Figure 3 Summer anomaly in precipitation at Moorland Cottage (western Yorkshire, UK), expressed as percent anomalies from the 1937-1996 average
And, in fact, this variability is significantly linked to atmospheric circulation patterns such as the NAO. At western sites, precipitation is highly correlated to the NAO, with positive and negative winter-NAO indices producing anomalies from the long-term winter precipitation average of 112 and 77 percent respectively. At eastern sites, less significant relationships are found (see Table 1)
Table 1 (a) Mean rainfall amounts; (b) Mean proportion dry days; both annually and seasonally, associated with positive and negative NAO. Numbers in parentheses indicate the percentage of the long-term average rainfall. Numbers both bold and italicised are from significantly different populations when positive and negative NAO values are compared (95 percent confidence interval).
These 'shifts' in rainfall during a positive or negative NAO phase can be linked to changes in the frequency of rain-bearing weather patterns. In Yorkshire, weather can be categorised into three distinct weather 'states': westerly, easterly and anticyclonic. In meteorological terms these may roughly be defined as zonal, meridional, and blocking respectively. Westerly weather provides the west of the region with most of its rainfall, whereas the east receives its rainfall mainly from easterly weather. Anticyclonic conditions provide dry weather across the region.
These can be further split into seasonal types: winter and summer. This gives 6 distinct weather patterns and clear correlation can be found between these weather states and the NAO.During a high winter-NAO period, such as from 1980-1990, there is an increased frequency of the WW and SA weather states, to the detriment of the SW and WA weather states. In a low winter-NAO period, such as 1960-1970, the reverse situation occurs.
A high correlation is obtained between monthly NAO and precipitation for winter months (see Figure 4a). A positive relationship is also found between monthly NAO and the occurrence of the westerly weather state in all months. The correlation is particularly strong in the month of March, at 0.932 (see Figure 4b). In March, the westerly weather state has increased in frequency from 16 to 24 days on average since 1975: a possible consequence of the positive NAO index since that time.

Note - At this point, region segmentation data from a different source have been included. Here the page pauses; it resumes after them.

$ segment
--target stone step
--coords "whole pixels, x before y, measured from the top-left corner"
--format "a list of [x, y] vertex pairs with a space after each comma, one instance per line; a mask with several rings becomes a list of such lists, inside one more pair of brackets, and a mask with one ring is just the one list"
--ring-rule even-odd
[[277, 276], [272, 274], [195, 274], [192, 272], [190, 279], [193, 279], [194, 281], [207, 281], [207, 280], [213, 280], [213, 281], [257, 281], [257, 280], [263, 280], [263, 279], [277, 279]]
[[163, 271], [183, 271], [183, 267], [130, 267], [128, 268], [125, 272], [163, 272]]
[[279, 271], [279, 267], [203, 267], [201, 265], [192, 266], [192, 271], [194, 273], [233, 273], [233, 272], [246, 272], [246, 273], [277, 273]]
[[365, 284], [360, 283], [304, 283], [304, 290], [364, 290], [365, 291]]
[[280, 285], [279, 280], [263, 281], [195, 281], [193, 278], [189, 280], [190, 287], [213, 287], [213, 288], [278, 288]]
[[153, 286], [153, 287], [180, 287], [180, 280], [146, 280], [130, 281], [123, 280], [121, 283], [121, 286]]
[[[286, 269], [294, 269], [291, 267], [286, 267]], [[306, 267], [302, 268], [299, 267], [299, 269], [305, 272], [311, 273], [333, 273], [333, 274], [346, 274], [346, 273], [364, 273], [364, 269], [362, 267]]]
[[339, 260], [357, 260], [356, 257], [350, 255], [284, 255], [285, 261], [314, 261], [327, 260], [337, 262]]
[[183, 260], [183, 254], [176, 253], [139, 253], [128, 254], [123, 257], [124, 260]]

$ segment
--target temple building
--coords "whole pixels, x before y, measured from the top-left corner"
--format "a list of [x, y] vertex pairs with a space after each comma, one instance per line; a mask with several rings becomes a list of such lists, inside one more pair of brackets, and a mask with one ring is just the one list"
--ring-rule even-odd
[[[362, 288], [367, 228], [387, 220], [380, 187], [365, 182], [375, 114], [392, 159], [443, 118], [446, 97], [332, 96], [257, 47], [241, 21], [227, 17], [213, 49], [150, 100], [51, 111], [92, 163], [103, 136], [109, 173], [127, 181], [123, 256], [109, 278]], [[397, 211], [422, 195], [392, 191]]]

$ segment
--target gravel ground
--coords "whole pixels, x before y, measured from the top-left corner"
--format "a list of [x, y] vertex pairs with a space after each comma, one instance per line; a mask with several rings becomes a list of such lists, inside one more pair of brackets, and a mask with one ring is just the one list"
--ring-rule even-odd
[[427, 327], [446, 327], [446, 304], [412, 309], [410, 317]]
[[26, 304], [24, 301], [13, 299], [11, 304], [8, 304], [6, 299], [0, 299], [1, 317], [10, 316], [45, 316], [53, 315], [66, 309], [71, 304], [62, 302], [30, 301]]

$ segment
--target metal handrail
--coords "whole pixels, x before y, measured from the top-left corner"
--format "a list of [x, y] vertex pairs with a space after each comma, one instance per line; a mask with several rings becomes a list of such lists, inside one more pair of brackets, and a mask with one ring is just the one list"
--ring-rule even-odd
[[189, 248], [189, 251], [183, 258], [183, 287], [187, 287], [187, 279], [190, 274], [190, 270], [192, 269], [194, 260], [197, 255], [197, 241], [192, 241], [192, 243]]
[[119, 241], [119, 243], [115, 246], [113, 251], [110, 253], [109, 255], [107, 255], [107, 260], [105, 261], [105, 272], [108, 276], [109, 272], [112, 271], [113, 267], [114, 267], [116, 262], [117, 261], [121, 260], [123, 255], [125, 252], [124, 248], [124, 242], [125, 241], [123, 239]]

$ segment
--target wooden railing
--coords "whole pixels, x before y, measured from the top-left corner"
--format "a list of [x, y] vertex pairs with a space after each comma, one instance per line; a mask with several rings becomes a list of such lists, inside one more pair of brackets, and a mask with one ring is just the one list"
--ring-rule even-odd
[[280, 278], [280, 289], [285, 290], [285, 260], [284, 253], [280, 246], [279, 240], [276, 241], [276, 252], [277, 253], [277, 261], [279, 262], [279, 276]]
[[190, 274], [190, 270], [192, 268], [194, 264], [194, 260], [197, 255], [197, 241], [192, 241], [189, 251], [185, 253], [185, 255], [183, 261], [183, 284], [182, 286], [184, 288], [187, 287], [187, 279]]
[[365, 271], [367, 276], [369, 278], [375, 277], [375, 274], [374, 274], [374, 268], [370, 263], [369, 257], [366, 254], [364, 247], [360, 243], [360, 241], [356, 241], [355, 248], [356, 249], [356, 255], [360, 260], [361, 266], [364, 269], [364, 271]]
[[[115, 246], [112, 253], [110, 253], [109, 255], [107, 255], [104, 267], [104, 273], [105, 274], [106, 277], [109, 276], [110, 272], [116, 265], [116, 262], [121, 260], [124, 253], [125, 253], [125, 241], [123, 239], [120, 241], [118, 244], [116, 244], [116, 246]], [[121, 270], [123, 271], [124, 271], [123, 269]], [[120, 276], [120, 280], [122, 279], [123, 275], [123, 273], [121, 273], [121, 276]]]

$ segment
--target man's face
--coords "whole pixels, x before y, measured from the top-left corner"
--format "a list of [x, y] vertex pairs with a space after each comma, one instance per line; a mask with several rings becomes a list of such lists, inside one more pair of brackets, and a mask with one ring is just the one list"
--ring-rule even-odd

Figure 4 (a) Monthly NAO and precipitation, and (b) frequency of occurrence of a weather state, for Moorland Cottage in March, using data from 1937-1998 (11-yr centred moving average).
This research has shown that, in Yorkshire, the NAO, the frequency of weather types and precipitation totals are intimately linked on an annual, seasonal and monthly time-scale. Strong connections have been found between winter precipitation totals and the winter-NAO, particularly in western Yorkshire where most surface water supplies are located. These may be very important in the future prediction of winter rainfall. If the NAO can be forecast with some skill using sea surface temperatures or other variables then the capability may exist to estimate the winter replenishment of many Pennine reservoirs a few months in advance.
It is likely that similar relationships exist in other parts of the western UK, for example Ireland and north-west England. An extension of this research to include such areas would provide an important predictor of future hydrological drought episodes and allow the forward planning and management of many water resource systems located in climatologically similar regions of the UK.